Specifically, by adopting a consistent hash function optimized by using virtual nodes to distribute metadata, static load balance during metadata distribution is realized; when the load balance degree of the metadata server node exceeds a set threshold value, the dynamic load balance of the metadata is realized by adopting a metadata migration mode; when the overall load of the system exceeds a set threshold, reducing the load of the system by adding metadata server nodes; when the renaming operation causes a large amount of movement of metadata, the stability of the system efficiency is ensured by adopting a metadata delay movement scheme based on a directory redirection table.
The embodiments in the present specification are described in a progressive manner, each embodiment focuses on differences from other embodiments, and the same and similar parts among the embodiments are referred to each other.
It should be understood by those skilled in the art that the timing sequence of the method steps provided in the above embodiments may be adaptively adjusted according to actual situations, or may be concurrently performed according to actual situations.
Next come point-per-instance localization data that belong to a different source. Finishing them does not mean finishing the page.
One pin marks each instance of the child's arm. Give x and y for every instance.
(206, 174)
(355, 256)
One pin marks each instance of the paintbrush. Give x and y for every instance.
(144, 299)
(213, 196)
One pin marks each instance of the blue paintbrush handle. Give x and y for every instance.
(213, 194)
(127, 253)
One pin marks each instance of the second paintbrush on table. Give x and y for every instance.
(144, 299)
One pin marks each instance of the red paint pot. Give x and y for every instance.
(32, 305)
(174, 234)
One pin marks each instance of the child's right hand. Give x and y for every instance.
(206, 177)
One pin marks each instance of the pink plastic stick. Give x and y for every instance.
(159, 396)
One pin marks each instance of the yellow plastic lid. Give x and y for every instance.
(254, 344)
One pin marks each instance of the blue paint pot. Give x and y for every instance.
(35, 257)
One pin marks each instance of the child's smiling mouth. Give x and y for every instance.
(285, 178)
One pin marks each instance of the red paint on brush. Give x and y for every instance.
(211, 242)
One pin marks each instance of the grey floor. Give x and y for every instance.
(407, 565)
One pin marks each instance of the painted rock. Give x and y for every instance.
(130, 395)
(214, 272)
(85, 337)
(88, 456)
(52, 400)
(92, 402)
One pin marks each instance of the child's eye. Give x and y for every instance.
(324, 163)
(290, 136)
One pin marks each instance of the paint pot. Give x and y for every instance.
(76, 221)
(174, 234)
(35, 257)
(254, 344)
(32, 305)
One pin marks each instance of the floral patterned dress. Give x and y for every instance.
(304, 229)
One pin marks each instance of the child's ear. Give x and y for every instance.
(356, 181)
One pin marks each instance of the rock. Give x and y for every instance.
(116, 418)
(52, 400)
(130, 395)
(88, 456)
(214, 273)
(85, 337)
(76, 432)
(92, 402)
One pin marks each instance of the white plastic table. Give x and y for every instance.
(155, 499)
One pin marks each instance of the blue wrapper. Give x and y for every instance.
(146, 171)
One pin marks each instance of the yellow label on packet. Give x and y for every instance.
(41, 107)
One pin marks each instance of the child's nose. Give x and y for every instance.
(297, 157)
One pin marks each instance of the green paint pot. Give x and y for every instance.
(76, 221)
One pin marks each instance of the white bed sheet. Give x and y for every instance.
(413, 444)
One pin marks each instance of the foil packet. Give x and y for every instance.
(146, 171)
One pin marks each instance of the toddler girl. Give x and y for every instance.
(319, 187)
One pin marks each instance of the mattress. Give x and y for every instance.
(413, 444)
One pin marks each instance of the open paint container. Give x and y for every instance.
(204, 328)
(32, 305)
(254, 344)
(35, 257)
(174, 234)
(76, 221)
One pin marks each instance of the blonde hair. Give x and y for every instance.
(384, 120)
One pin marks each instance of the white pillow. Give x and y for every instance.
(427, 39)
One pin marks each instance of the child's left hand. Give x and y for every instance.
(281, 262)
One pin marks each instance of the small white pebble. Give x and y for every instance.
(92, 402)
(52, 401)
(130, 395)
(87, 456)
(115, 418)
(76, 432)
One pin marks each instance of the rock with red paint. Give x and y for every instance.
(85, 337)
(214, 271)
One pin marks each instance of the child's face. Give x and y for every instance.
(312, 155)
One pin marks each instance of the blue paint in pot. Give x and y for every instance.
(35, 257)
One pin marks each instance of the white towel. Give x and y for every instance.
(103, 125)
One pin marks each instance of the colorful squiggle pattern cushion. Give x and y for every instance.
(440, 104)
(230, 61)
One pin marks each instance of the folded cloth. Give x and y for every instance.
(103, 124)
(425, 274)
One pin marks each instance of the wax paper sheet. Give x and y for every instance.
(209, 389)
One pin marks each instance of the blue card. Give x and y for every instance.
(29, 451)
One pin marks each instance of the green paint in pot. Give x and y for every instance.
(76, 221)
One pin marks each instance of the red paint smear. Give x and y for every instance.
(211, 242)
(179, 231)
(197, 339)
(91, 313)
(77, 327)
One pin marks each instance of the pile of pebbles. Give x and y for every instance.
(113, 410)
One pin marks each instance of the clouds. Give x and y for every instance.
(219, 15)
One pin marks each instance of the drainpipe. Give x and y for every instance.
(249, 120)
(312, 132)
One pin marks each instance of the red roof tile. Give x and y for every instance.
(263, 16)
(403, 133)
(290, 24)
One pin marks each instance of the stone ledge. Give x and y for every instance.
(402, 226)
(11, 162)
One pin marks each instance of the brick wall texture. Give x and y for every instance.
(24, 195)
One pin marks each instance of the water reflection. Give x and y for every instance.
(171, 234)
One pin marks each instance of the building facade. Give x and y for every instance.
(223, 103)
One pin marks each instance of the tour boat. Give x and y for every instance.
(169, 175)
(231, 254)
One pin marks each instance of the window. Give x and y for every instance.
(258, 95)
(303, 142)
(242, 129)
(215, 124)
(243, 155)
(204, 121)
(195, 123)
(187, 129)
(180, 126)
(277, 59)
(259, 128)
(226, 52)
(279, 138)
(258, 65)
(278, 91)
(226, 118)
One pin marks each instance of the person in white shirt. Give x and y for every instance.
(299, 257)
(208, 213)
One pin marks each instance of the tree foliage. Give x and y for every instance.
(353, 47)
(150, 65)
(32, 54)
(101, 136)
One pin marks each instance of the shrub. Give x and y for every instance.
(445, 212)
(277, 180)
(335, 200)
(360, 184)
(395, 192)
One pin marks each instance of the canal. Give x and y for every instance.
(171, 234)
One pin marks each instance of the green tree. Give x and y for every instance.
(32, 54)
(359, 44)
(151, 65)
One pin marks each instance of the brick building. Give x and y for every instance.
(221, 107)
All or part of the steps in the methods according to the above embodiments may be implemented by a program instructing related hardware, where the program may be stored in a storage medium readable by a computer device and used to execute all or part of the steps in the methods according to the above embodiments. The computer device, for example: personal computer, server, network equipment, intelligent mobile terminal, intelligent home equipment, wearable intelligent equipment, vehicle-mounted intelligent equipment and the like; the storage medium, for example: RAM, ROM, magnetic disk, magnetic tape, optical disk, flash memory, U disk, removable hard disk, memory card, memory stick, network server storage, network cloud storage, etc.
Finally, it should also be noted that, herein, relational terms such as first and second, and the like may be used solely to distinguish one entity or action from another entity or action without necessarily requiring or implying any actual such relationship or order between such entities or actions. Also, the terms "comprises," "comprising," or any other variation thereof, are intended to cover a non-exclusive inclusion, such that a process, method, article, or apparatus that comprises a list of elements does not include only those elements but may include other elements not expressly listed or inherent to such process, method, article, or apparatus. Without further limitation, an element defined by the phrase "comprising an … …" does not exclude the presence of other like elements in a process, method, article, or apparatus that comprises the element.
The foregoing is only a preferred embodiment of the present invention, and it should be noted that, for those skilled in the art, various modifications and improvements can be made without departing from the principle of the present invention, and such modifications and improvements should also be considered within the scope of the present invention.